Include in the scenario that the change in security measures was a surprise. It's a question of degree: A userid/password combination on the same page is something many people are used to; it was a small bump on the way to accomplishing a task. Splitting the userid from the password was disturbing, distressing, and disruptive. Adding other measures to the authentication page was burdensome, annoying, and failed to demonstrate how implementing them helps the customer.

Making security decisions is complex. Making them in the context of users' work is nearly unheard of. These authentication measures are clunky and burdensome because they've been bolted on to the site rather than built in to the experience.  There must be a better way – a more effective, less burdensome way -- to prevent phishing and secure users' data.


  1. I'm glad somebody as smart as you is working on this stuff, Dana.
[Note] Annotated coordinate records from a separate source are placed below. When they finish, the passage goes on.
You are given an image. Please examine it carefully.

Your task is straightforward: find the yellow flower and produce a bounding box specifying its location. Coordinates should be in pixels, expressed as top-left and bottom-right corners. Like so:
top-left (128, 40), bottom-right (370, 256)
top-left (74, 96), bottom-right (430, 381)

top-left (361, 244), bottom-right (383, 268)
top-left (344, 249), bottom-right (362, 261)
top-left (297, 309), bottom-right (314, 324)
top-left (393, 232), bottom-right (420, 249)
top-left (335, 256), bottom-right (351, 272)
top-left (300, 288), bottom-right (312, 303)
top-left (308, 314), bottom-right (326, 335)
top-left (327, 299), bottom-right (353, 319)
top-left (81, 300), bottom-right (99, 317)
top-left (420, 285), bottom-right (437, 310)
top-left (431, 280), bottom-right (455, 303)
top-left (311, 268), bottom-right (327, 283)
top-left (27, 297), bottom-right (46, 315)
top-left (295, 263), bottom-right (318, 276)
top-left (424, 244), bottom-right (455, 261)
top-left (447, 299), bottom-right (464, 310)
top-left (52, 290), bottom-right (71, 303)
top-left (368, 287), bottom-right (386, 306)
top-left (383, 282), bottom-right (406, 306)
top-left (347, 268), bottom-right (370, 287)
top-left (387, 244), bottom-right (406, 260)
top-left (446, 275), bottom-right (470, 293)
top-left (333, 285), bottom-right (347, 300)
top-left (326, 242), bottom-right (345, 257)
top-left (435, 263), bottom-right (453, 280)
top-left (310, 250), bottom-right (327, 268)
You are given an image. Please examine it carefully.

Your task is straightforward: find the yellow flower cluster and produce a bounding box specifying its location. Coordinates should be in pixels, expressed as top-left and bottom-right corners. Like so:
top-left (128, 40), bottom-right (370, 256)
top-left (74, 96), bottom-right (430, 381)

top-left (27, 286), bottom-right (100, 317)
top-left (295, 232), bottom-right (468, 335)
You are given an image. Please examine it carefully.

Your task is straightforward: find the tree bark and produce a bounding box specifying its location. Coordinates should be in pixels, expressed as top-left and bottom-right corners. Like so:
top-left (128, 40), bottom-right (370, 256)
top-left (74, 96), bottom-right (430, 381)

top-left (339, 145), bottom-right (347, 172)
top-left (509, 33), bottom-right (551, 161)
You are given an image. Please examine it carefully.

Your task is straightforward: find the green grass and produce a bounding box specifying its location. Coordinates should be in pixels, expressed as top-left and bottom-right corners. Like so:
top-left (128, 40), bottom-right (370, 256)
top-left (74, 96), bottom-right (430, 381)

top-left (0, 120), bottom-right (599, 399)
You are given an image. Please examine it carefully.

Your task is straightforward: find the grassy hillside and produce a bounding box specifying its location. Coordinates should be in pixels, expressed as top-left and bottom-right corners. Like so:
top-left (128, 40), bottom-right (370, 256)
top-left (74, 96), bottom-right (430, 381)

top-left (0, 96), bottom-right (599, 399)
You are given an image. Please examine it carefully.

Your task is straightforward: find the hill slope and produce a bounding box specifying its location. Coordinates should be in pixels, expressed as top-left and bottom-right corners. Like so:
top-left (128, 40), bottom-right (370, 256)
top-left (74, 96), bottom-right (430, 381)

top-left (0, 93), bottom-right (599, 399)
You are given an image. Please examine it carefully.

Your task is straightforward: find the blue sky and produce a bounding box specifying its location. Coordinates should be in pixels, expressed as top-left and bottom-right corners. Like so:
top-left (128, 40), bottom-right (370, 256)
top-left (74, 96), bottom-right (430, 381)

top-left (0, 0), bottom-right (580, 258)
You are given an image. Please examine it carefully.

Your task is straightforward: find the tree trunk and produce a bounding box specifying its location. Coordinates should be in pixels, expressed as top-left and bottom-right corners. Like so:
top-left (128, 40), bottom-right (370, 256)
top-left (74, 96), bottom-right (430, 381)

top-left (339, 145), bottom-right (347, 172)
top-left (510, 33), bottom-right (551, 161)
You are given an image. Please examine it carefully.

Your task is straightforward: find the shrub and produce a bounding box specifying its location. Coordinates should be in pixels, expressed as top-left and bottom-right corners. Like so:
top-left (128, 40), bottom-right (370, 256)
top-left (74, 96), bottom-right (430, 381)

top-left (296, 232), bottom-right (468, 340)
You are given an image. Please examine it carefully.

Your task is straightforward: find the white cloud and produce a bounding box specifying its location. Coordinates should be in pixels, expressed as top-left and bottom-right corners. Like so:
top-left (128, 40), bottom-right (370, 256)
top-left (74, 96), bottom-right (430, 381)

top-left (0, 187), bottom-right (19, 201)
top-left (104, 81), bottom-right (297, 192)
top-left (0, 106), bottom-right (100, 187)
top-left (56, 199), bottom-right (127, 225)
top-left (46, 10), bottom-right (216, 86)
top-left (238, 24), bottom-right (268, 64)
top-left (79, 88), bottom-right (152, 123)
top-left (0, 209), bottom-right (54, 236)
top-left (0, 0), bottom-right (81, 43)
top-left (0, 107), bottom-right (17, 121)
    I do have to say that the "Is *this* your card?" part isn't always that lame, though. It's been years since my bank made me choose a photo which would prove they were them, so I can't remember exactly how many there were to choose from. But there must have been hundreds for me to end up as with something as specific and esoteric and personally meaningful as a photo of a.... Oops! You almost got me there, darn you.

    Keep up the good work, and please do write more about the topic.

    (BTW, have you started getting the quasi-convincing fake order confirmations from "Amazon"? I've started getting several a day, and I'll bet they're hooking a lot of phish.)

    Steve Krug

  2. Hi Steve,

    Thanks for the nice comments.

    It's not always lame, you're right. But even if there are 100 images available to choose from, how often do you change it? If you don't -- and these systems are serviced with the same image database from bank to bank, brokerage to brokerage -- 100 is a small set to break if your a cracker.

    From the user side, how many sites do you use that use the image identifier to prevent phishing? Certainly it is easier to remember if you a) use the site frequently and b) have to use the method on only a few sites. If you have a lot of sites where you have to recognize an image, you're likely to choose the same image, or the same type of image if you can. If you don't use the site frequently, it's easy to forget what you chose.

    Oh, and don't worry, I already know that you chose a sports image or a picture of a beautiful woman.

    No, I haven't been getting the fake order confirmations from Amazon. If you could send me a couple of screen shots, that would be awesome.